About a week and a half ago, details of former Homeland Security Secretary Tom Ridge's upcoming book revealed that he felt pressured into manipulating the infamous color-coded terror alert levels to support Bush's re-election efforts in 2004. Marc Ambinder wrote something at The Atlantic for which he was justifiably flamed:
Journalists, including myself, were very skeptical when anti-Bush liberals insisted that what Ridge now says is true, was true. We were wrong. Our skepticism about the activists' conclusions was warranted because these folks based their assumption on gut hatred for President Bush, and not on any evaluation of the raw intelligence
He was justifiably criticized throughout the blogosphere for attacking "anti-Bush liberals'...gut hatred for Bush." Paul Krugman, for example, noted that author Ron Suskind:
" revealed many of the national-security scandals very early in the game -- and was discounted not because his reporting was weak, but because it was considered unreasonable to suggest that what was actually happening was indeed happening."
...by 2004 the Bush administration already had an extensive record in many areas where fact-checking was easy, from budget policy to environmental policy. And it was clear from any serious analysis of that record that the Bush people consistently relied on lies and misinformation to sell their policies, consistently abused power for political gain.

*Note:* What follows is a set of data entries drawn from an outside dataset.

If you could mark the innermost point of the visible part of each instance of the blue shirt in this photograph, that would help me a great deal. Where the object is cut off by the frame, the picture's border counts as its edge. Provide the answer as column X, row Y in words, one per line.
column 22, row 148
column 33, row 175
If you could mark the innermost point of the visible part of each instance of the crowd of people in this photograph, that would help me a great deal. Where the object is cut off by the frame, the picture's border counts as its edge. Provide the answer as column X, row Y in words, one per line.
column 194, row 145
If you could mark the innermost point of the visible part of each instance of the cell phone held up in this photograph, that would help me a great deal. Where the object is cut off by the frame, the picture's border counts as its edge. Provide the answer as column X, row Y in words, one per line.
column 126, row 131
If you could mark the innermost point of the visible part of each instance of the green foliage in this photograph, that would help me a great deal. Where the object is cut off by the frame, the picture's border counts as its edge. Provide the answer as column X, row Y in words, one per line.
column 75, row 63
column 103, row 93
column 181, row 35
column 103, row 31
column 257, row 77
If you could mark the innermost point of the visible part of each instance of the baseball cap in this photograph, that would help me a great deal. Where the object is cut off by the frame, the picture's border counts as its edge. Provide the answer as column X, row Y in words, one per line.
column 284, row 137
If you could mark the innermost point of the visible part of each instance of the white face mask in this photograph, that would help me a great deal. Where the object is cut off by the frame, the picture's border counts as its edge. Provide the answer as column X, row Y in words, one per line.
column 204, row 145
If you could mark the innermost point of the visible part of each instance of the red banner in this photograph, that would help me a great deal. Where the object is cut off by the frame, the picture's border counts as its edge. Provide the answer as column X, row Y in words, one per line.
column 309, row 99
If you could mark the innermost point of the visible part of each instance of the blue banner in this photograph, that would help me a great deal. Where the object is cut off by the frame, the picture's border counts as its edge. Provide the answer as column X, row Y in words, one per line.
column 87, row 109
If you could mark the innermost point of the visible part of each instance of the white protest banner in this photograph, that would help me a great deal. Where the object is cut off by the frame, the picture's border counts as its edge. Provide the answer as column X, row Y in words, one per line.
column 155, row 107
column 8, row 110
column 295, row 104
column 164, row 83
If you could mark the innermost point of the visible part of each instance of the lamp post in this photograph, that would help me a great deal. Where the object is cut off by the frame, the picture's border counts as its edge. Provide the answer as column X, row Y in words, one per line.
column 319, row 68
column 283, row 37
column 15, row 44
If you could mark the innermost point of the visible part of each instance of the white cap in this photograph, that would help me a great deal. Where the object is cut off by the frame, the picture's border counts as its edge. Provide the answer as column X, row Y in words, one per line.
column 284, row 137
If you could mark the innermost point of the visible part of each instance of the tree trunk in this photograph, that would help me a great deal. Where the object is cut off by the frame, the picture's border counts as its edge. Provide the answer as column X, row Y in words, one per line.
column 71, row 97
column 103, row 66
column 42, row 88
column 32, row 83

Media skepticism was, when it occurred at all, misplaced--it was aimed in the wrong direction. Bush's conclusions--not activists'--should have received greater skepticism, as they certainly merited it. Krugman notes that "it's really sad that those who missed the obvious, who failed to see what was right in front of their noses, still consider themselves superior to those who got it right." Ambinder wrote in a follow-up--something of a mea culpa--that "I still think that some journalists were right to be skeptical of the doubters at the time. I think that some journalists were correct to question how they arrived at the beliefs they arrived at:"

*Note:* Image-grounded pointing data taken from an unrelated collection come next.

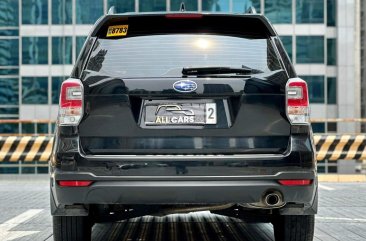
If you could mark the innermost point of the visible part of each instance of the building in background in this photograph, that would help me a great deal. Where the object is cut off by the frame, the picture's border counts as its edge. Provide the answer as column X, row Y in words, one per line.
column 41, row 39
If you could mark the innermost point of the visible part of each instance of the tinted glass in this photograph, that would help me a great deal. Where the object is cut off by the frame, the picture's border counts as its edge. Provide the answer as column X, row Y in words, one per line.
column 9, row 90
column 61, row 50
column 166, row 55
column 9, row 13
column 316, row 88
column 241, row 6
column 9, row 52
column 80, row 40
column 88, row 11
column 310, row 49
column 190, row 5
column 215, row 5
column 122, row 6
column 287, row 43
column 152, row 6
column 34, row 90
column 332, row 90
column 56, row 87
column 61, row 11
column 35, row 11
column 310, row 11
column 34, row 50
column 278, row 11
column 331, row 51
column 331, row 12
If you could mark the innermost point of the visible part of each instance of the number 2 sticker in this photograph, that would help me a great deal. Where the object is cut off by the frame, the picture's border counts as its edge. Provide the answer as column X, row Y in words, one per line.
column 211, row 116
column 117, row 30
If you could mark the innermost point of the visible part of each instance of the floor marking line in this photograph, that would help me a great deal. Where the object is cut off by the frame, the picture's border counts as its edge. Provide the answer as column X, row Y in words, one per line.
column 321, row 186
column 6, row 235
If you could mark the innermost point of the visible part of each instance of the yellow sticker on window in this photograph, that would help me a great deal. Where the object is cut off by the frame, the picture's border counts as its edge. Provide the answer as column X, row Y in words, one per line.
column 117, row 30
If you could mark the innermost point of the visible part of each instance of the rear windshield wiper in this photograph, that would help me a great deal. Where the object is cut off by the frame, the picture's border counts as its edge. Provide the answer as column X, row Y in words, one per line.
column 219, row 70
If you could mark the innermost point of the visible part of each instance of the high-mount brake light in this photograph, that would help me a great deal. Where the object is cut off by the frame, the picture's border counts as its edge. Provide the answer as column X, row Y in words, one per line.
column 75, row 183
column 183, row 15
column 298, row 109
column 296, row 182
column 71, row 102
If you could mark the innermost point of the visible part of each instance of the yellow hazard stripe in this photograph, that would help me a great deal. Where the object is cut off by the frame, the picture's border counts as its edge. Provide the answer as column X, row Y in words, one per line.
column 20, row 148
column 33, row 151
column 324, row 148
column 6, row 147
column 339, row 148
column 354, row 147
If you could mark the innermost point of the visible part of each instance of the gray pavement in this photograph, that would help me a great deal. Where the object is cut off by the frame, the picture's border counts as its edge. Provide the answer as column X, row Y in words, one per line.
column 24, row 215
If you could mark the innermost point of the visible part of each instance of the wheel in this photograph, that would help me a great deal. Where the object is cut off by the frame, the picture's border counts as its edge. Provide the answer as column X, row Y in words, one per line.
column 71, row 228
column 294, row 228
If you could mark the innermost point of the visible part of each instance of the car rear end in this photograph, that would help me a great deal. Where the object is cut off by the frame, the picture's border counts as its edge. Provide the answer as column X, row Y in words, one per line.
column 180, row 112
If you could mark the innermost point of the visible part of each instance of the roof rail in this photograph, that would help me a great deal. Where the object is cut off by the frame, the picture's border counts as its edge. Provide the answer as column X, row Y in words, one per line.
column 112, row 10
column 251, row 10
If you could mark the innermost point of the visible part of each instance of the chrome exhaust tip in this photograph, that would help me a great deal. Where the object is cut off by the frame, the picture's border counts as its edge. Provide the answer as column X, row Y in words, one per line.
column 273, row 199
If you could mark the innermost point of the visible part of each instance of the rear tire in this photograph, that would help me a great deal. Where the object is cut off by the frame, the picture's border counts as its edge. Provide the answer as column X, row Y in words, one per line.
column 294, row 228
column 71, row 228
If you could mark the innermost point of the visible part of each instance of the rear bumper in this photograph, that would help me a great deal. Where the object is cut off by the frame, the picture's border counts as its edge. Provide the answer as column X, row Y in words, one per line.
column 192, row 190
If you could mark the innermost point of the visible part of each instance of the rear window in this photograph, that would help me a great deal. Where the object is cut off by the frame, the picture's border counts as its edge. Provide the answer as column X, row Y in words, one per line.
column 166, row 55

"Gut hatred" is way too strong a term -- it's the wrong term -- to describe why liberals doubted the fundamental capacity of the White House to be honest about anything. It was ideological and based on their intepretation of a pattern of facts that, in retrospect, seems much more reasonable than it did.
Later, Ambinder corrected the original story somewhat, but added the claim that "[m]any of the loudest voices were reflexively anti-Bush." Counting myself as one of those voices, I agree with Krugman's response that "reflexively" is another overstatement:
Bear in mind that by the time the terror alert controversy arose in 2004, we had already seen two tax cuts sold on massively, easily documented false pretenses; a war launched with constant innuendo about a Saddam-Osama link that was clearly false, and with claims about WMDs that were clearly shaky from the beginning and had proved to be entirely without foundation. We'd also seen vast, well-documented dishonesty and politicization on environmental policy. Oh, and Abu Ghraib was already public knowledge.
Given all that, it made complete sense to distrust anything the Bush administration said. That wasn't reflexive, it was rational.
As noted in great detail by MediaMatters, the media "dismissed Bush terror alert skeptics as paranoid conspiracy theorists" Media outlets were filled with assertions of "cynicism and paranoia," alleging belief in "conspiracy theories" that were supposedly "the height of paranoia," while Tucker Carlson claimed that "what [liberals] really need is psychological help." Those of us who pointed out the Bush administration's numerous lies were automatically dismissed at the time--and even accused of pathologies such as "Bush Derangement Syndrome" by the conservative pundits who rule the mainstream media op-ed pages.
If only we as a nation had been willing to face reality in 2004--or even better, in 2000--who knows how much better shape we'd be in now?